Norwegian model (born 1987)

Siri Tollerød (born 18 August 1987) is a Norwegian model.

==Early life==

Tollerød started school at age 7. She was always active outside of school and enjoyed various sports. She has one younger sister named Susanne.

She was discovered by scout Donna Ioanna while Christmas shopping at H&M in Sørlandssenteret shopping mall. Tollerød went to Milan, Italy in September 2006 to dabble in modeling for a summer. She soon returned home to earn her high school diploma. Immediately upon graduating, she signed with Trump Models and was asked to shoot for Vogue Italia.

She moved to New York City in April 2007 to pursue full-time modeling and, within that first year, she was featured in a DKNY campaign, opened and closed the spring D&G shows, was on the cover of 10, and shot Prada Sport with Steven Meisel. In October 2009, Tollerød switched agencies from Trump to DNA Model Management.

==Career==
Tollerød has been photographed by photographers including Steven Meisel, Karl Lagerfeld, Steven Klein and Ellen von Unwerth. Her covers include various international editions of Vogue, French Revue de Modes, Elle and other magazines. She has appeared in editorials for Dazed & Confused, Numéro, V, Harpers Bazaar, W, Allure, Elle, and various international editions of Vogue.
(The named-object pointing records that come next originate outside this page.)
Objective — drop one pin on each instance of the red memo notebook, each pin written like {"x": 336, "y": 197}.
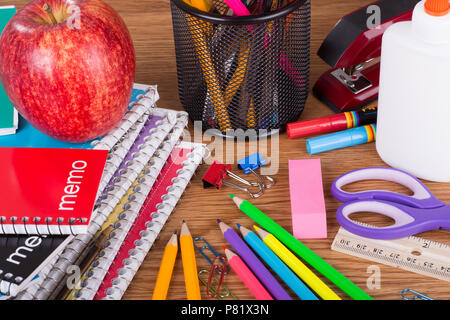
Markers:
{"x": 48, "y": 191}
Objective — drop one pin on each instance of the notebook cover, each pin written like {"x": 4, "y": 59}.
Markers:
{"x": 22, "y": 257}
{"x": 128, "y": 208}
{"x": 42, "y": 183}
{"x": 43, "y": 188}
{"x": 104, "y": 217}
{"x": 128, "y": 257}
{"x": 6, "y": 107}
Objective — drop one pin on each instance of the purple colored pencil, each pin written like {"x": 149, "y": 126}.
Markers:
{"x": 258, "y": 268}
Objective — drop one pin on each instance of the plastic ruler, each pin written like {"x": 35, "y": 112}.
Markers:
{"x": 413, "y": 254}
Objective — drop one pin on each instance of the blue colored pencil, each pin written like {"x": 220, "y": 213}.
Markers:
{"x": 277, "y": 265}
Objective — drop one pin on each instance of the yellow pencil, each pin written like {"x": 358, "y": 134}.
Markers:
{"x": 197, "y": 28}
{"x": 189, "y": 264}
{"x": 166, "y": 269}
{"x": 297, "y": 266}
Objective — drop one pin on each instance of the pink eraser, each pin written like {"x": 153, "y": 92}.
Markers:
{"x": 309, "y": 215}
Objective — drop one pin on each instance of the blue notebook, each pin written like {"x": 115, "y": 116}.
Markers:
{"x": 8, "y": 114}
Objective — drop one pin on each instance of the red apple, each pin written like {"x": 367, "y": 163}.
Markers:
{"x": 68, "y": 66}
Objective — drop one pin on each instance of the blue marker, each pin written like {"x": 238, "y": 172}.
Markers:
{"x": 277, "y": 265}
{"x": 343, "y": 139}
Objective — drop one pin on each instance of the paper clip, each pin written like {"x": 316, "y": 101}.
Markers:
{"x": 252, "y": 163}
{"x": 416, "y": 295}
{"x": 212, "y": 250}
{"x": 217, "y": 174}
{"x": 224, "y": 292}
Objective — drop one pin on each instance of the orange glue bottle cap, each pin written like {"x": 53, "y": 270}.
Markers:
{"x": 437, "y": 8}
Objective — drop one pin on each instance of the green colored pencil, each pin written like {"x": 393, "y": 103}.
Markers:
{"x": 301, "y": 250}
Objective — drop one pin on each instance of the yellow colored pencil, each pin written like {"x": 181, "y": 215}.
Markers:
{"x": 166, "y": 269}
{"x": 189, "y": 264}
{"x": 297, "y": 266}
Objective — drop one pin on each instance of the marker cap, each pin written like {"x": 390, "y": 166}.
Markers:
{"x": 341, "y": 139}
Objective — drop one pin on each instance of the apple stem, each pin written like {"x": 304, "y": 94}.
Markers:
{"x": 49, "y": 11}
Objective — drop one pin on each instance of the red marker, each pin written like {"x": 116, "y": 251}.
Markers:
{"x": 337, "y": 122}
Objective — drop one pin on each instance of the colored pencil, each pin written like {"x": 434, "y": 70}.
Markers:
{"x": 166, "y": 269}
{"x": 297, "y": 266}
{"x": 277, "y": 265}
{"x": 189, "y": 264}
{"x": 247, "y": 276}
{"x": 300, "y": 249}
{"x": 253, "y": 262}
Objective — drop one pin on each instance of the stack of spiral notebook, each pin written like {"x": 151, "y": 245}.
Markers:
{"x": 146, "y": 172}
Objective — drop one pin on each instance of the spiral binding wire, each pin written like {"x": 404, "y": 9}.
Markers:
{"x": 94, "y": 276}
{"x": 75, "y": 248}
{"x": 145, "y": 103}
{"x": 158, "y": 219}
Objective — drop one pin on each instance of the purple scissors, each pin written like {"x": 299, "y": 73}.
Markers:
{"x": 412, "y": 214}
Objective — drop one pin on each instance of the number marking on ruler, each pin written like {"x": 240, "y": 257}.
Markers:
{"x": 412, "y": 254}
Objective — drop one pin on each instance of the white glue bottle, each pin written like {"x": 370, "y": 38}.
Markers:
{"x": 413, "y": 126}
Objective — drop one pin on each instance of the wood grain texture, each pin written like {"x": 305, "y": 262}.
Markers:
{"x": 150, "y": 24}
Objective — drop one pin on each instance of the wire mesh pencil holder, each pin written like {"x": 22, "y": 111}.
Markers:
{"x": 248, "y": 72}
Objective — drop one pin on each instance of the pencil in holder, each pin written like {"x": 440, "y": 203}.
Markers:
{"x": 246, "y": 72}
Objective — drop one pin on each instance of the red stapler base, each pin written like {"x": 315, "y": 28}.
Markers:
{"x": 341, "y": 92}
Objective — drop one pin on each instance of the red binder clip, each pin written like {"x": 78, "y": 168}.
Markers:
{"x": 218, "y": 173}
She has modelled for Dolce & Gabbana, Christian Lacroix, Louis Vuitton, Calvin Klein, Chanel, Dior, and Prada. A favourite of Karl Lagerfeld, Tollerød is a fixture on Chanel's runways, and opened both the Fall 2008 RTW and Pre-Fall 2008 shows.

She has been featured in advertising campaigns for Barneys New York, Bergdorf Goodman, DKNY, GAP, John Galliano, Max Mara, Miu Miu, PradaSportmax, Valentino and White House Black Market. Tollerød was the face of Valentino's Rock 'n Dreams fragrance, and Gwen Stefani's World of Harajuku Lovers fragrance. In Brazil she has been the face of many Victor Hugo campaigns.

Tollerød also starred in a fashion film called "Matchstick Girl". The film premiered at Soho House in New York on 14 April 2011.

==Charity work==

Tollerød has joined with various well known models and designers to raise awareness for the Environmental Justice Foundation.